Snorkeling last week I saw large area with so much chaeto I though I would take some pictures and share them I know is just chaeto but I though it was cool.


----------



## fesso clown (Nov 15, 2011)

explor3r said:


> REEF PUBES!


----------



## Mikeylikes (Nov 22, 2013)

I'm trimming mine anyone want some ?

Chaeto that is !


----------



## Flexin5 (Nov 12, 2011)

This thread is hilarious lolol


----------



## deeznutz (Aug 21, 2013)

yeah, I want some trimmings

-deez


----------



## shieva (Feb 23, 2013)

*me too, too!*



Mikeylikes said:


> I'm trimming mine anyone want some ?
> 
> Chaeto that is !


I'll take some too!

Please...


----------



## Crayon (Apr 13, 2014)

Obviously Puerto Rico is the refugium of the carribean........


----------



## Jaysan (Dec 19, 2011)

crayon said:


> obviously puerto rico is the refugium of the carribean........


lol...........


----------



## explor3r (Mar 14, 2010)

Crayon said:


> Obviously Puerto Rico is the refugium of the carribean........
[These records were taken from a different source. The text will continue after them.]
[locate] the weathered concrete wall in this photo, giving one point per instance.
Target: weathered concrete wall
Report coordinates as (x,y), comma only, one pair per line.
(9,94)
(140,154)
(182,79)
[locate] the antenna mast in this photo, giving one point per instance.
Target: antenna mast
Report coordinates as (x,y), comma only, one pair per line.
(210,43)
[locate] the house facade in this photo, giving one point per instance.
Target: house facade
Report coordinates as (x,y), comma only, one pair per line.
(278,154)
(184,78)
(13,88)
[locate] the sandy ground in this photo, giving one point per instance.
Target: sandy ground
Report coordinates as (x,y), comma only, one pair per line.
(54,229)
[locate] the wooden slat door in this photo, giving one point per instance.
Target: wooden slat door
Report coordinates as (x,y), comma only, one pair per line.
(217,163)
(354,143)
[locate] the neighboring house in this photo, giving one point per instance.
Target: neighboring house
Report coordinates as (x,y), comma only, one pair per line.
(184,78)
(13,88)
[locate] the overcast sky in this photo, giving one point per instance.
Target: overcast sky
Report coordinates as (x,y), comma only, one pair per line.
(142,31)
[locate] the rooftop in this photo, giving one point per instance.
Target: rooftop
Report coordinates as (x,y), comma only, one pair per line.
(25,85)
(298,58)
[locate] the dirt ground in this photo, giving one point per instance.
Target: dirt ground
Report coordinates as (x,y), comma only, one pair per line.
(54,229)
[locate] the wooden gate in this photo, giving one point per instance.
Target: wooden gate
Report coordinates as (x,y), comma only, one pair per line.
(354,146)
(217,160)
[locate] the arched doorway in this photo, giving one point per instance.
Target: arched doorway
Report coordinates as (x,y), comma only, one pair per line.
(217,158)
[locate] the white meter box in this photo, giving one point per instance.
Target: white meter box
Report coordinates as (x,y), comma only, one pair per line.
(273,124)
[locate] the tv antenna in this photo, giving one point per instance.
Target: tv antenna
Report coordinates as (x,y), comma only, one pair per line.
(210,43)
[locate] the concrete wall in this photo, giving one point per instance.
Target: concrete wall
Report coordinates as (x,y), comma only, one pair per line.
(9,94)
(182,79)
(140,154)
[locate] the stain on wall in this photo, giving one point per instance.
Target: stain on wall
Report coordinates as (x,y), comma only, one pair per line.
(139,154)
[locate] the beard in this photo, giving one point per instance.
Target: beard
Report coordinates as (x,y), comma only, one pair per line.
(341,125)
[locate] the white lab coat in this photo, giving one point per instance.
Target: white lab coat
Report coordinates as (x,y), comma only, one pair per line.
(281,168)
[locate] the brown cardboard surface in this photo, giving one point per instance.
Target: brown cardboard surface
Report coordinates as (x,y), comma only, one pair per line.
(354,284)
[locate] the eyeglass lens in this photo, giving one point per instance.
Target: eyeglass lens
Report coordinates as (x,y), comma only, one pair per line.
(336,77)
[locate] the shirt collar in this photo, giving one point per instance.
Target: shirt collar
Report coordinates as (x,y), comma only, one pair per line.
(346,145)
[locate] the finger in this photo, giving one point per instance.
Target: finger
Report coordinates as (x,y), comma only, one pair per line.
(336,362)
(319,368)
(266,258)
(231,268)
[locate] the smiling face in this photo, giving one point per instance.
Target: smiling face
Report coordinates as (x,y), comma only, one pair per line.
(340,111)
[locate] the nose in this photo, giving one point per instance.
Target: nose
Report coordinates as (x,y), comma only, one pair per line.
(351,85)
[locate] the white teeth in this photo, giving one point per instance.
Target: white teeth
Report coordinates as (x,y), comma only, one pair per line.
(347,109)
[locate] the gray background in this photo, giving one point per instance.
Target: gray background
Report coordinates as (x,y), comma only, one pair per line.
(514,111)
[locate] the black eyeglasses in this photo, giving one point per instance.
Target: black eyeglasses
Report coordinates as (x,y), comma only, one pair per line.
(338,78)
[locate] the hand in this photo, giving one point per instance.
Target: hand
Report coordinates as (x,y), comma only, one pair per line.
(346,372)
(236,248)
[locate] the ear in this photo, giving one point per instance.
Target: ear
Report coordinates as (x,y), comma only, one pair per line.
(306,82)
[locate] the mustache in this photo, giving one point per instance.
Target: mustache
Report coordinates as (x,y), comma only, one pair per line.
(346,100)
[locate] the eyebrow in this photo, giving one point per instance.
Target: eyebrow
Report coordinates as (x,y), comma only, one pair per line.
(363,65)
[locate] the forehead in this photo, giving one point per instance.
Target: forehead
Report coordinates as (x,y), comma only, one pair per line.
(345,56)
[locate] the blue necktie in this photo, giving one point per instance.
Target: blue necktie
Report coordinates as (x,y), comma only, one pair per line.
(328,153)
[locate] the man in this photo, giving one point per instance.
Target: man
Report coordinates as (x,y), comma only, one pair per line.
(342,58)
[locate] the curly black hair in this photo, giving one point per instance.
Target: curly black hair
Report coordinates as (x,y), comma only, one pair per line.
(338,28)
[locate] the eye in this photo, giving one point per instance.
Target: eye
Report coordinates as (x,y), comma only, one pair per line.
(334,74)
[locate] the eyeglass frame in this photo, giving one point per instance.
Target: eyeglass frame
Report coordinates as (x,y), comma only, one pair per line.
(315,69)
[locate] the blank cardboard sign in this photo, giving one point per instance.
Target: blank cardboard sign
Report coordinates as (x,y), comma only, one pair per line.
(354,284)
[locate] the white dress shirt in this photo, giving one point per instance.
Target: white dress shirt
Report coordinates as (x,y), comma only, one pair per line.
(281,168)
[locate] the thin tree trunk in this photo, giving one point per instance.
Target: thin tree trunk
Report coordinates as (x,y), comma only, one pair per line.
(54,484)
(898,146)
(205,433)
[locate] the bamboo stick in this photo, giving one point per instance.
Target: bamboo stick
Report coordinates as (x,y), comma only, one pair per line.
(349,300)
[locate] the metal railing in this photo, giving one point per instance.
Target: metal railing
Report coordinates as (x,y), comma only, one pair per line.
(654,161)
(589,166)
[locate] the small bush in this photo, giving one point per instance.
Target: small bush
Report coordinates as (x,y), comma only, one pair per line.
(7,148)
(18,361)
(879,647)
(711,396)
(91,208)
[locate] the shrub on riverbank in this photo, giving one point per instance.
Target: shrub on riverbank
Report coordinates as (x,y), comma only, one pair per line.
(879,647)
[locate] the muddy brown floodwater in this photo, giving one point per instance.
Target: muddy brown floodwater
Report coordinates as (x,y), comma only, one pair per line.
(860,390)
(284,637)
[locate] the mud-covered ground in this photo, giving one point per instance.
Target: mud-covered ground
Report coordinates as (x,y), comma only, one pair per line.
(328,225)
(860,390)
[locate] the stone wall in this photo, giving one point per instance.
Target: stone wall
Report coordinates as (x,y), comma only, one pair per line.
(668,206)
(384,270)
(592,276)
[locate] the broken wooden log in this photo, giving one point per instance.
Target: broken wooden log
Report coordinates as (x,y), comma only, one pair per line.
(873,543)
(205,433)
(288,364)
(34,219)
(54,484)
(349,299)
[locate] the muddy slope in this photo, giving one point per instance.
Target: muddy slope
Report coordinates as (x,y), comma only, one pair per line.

Well not so obvious not everyone knows as much as you do..lol don't worry this year Ill take you to the refugium


----------



## Sandman86 (Jan 10, 2015)

ohh i would like some if you still got anyleft? whats ur location?im in newmarket area


----------



## Letigrama (Jul 6, 2008)

That is a lot of it.....!


----------